Established liberals are (along with “progressive activists) the segment most likely to be university educated, and by some way the most likely to feel very or relatively comfortable financially. This helps explain the private school analysis. “Those for whom the current system is working better are going to be more likely to back Labour as a pro-system party,” Tryl adds. “The reverse is true of those who think system isn’t working for them and don’t view tearing it up as a risk.”

The pro- or anti-system framing is a useful way at looking at how the electorate has been fragmenting over the past decade. Take Brexit sentiments: whether on the left or right, voters who thought the status quo was broadly working were more likely to support staying in the EU; those who thought the status quo was broken wanted to leave. With the disintegration of the Conservatives, people who might ten years ago have backed David Cameron have found a new home. Labour might not be the party of the upper classes, but it appears to have become the party of people who are comfortable enough with what we have right now that they don’t feel the need to risk radical change.

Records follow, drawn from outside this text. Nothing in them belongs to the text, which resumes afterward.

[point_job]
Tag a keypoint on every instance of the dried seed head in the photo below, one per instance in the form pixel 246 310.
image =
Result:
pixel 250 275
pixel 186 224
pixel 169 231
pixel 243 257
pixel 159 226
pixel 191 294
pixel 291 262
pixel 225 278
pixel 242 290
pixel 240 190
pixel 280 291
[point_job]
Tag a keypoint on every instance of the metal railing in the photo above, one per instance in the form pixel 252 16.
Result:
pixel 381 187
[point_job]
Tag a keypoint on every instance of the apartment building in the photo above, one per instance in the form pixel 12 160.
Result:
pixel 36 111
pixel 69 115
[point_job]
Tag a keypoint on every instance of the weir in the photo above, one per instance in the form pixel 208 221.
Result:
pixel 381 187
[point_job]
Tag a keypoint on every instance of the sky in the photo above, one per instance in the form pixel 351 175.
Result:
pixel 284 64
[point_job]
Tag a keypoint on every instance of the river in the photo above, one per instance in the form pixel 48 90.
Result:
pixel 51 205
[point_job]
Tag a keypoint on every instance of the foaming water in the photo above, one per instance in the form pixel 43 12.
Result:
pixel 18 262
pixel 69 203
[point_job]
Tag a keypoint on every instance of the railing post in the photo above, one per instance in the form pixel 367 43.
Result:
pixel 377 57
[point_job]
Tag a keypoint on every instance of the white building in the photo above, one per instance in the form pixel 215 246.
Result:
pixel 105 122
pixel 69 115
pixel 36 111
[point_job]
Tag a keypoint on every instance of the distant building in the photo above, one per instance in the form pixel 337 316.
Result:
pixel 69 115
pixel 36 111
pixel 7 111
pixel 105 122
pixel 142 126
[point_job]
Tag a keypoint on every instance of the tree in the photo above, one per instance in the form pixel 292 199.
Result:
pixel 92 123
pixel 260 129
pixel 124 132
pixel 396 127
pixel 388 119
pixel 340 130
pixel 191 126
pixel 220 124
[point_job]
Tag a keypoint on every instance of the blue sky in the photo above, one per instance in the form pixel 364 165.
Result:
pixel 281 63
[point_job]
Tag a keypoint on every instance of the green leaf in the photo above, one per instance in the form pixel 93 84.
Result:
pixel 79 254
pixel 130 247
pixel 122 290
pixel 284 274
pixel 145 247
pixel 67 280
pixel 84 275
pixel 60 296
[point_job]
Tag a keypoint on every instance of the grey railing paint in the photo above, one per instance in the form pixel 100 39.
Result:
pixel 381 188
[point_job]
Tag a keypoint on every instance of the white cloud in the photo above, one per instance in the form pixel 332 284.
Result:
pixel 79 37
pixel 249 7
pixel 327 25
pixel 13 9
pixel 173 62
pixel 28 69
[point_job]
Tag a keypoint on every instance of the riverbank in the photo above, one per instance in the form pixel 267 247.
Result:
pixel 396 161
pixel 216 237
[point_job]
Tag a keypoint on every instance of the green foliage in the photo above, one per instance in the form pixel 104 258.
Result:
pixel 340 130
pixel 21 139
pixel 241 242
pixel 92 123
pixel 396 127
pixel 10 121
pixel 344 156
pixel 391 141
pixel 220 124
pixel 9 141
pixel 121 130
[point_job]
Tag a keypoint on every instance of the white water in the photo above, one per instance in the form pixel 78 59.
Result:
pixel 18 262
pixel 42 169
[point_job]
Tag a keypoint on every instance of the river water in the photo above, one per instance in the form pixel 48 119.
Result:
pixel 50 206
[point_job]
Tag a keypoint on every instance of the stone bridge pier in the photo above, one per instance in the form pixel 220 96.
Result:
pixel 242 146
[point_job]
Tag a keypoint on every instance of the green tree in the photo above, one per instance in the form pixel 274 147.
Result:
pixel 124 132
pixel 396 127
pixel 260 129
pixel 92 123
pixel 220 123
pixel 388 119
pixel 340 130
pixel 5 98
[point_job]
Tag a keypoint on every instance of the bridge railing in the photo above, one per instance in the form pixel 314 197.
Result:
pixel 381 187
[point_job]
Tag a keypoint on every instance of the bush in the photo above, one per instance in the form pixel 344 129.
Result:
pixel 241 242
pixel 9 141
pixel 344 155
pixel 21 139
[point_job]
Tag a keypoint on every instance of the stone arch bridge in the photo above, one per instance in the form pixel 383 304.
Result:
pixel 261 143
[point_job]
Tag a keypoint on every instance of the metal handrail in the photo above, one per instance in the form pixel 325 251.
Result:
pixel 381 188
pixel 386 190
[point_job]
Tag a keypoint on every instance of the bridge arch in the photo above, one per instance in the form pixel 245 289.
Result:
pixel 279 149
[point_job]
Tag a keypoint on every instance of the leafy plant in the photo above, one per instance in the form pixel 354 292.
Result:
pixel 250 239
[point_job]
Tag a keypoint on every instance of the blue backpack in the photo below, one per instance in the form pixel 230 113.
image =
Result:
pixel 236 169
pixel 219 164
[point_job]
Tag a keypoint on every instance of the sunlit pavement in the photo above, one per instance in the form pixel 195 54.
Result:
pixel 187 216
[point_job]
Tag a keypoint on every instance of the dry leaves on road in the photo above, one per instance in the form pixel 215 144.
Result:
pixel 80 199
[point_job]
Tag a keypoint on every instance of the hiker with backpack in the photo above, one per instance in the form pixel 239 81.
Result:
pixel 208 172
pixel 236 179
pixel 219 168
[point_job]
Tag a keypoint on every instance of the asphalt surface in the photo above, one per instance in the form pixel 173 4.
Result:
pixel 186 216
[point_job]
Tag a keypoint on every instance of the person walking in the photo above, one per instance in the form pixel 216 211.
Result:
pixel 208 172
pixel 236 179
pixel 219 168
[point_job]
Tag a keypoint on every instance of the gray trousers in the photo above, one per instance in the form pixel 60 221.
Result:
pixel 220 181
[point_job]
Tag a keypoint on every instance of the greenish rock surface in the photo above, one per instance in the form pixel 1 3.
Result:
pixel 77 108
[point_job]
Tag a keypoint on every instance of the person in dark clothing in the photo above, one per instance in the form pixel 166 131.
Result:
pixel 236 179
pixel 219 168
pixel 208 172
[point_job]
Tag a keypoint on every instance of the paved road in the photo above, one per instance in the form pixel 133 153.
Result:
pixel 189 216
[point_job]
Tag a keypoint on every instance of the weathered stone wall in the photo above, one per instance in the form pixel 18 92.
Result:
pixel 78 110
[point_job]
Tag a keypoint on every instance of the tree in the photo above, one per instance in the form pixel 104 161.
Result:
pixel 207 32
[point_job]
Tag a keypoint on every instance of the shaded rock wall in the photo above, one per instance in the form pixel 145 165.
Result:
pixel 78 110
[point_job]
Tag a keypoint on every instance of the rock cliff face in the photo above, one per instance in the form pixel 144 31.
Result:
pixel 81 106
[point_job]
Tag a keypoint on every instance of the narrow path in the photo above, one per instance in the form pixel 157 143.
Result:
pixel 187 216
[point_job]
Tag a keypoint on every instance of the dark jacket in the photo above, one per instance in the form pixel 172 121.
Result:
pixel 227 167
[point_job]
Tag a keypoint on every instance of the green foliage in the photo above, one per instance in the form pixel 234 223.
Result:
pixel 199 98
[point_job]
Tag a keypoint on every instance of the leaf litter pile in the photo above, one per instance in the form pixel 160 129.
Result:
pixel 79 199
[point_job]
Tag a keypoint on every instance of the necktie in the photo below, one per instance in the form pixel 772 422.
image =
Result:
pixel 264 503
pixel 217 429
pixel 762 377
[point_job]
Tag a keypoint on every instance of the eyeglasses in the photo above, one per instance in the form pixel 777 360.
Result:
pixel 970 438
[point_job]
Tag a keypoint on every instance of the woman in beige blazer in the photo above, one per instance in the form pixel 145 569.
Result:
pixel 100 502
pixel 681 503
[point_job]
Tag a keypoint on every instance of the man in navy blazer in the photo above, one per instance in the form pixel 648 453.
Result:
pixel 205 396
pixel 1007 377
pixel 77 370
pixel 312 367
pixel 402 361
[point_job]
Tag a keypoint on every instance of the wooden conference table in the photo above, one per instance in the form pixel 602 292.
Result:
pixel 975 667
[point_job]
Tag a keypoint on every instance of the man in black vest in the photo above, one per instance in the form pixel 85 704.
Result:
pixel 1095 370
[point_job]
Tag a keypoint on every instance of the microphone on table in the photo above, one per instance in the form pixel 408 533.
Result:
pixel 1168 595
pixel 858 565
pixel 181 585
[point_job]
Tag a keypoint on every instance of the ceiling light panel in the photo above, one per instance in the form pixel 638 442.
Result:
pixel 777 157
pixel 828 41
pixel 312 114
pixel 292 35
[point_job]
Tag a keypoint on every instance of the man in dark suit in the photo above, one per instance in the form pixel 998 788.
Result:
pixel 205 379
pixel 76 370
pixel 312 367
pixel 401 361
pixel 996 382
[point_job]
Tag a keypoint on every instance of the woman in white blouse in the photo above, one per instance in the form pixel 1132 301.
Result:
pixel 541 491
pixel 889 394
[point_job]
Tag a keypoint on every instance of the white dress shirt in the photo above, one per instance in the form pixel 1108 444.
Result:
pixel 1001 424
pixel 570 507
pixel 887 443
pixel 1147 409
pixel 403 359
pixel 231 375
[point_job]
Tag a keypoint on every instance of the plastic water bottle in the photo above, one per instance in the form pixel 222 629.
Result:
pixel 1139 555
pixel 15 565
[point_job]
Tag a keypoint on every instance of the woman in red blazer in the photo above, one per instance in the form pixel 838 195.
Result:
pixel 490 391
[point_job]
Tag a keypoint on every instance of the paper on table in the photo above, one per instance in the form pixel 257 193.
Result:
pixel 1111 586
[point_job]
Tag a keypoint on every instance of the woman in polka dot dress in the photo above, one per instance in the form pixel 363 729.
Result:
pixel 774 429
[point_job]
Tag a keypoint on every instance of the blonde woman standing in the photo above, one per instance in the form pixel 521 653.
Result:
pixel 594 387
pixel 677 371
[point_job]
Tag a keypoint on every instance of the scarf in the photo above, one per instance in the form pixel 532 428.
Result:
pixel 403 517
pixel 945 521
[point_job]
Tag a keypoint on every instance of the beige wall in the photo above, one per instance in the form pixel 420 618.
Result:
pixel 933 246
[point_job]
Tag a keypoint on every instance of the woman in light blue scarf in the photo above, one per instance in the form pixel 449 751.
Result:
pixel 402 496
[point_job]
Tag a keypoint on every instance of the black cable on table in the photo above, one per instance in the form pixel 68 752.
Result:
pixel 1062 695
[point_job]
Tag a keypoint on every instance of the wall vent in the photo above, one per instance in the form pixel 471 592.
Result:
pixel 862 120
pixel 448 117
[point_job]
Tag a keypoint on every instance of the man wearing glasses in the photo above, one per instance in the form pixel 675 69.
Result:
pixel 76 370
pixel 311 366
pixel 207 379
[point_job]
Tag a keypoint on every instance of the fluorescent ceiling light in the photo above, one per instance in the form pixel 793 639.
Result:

Those voters, however, are in a minority. All other voter segments are on the hunt for alternatives further away from the mainstream. Reform is the main beneficiary of this anti-establishment sentiment, but there is space on the radical left too. Just look at the potential support for the nascent far-left Corbyn party, or the opportunity for the Greens under their new eco-populist leader Zack Polanski.

This analysis explains why Labour is struggling to cut through on the working-class front, despite the much-heralded educational make-up of the government – again, for the first time in British history, they all went to state schools. But it doesn’t explain why Reform’s quotient of “posh blokes” seems not to matter. Why does Starmer’s knighthood still come up in focus groups (with voters assuming it’s a hereditary title that makes him decidedly upper-class, no matter how many times the Prime Minister reiterates that his father was a tool-maker), but Farage, who went to one of the most expensive schools in the country, is seen as a man of the people, as was Eton-alumnus Boris Johnson?

The answer, says Tryl, is “authenticity”. Voters care less about someone’s specific background and circumstances, and more about “authentic communication that makes it look like you’re not an identikit politician” – something Farage has unarguably mastered, as has Angela Rayner. He notes that much of the discourse within Labour over nominations for the deputy leadership contest missed this key context, with the focus on representation and insistence that Rayner’s replacement needed to be a working-class woman from the north, just as she had been.

Rayner, Tryl says, “wasn’t good because she was working-class, she was good because she was an authentic communicator, and being working-class was part of what motivated her politics”. Both Bridget Phillipson and Lucy Powell are working-class northern women (and neither of them attended fee-paying schools), but this won’t necessarily be interpreted by the public as “this means Labour understand the working class”.

All in all, the big question for Labour is less about which class the party best represents, and more about how to convince an increasingly sceptical nation that the status quo is fixable and can be made to work for them. Being the pro-system party at a time when the majority feel the system is broken is not an electorally comfortable place to be.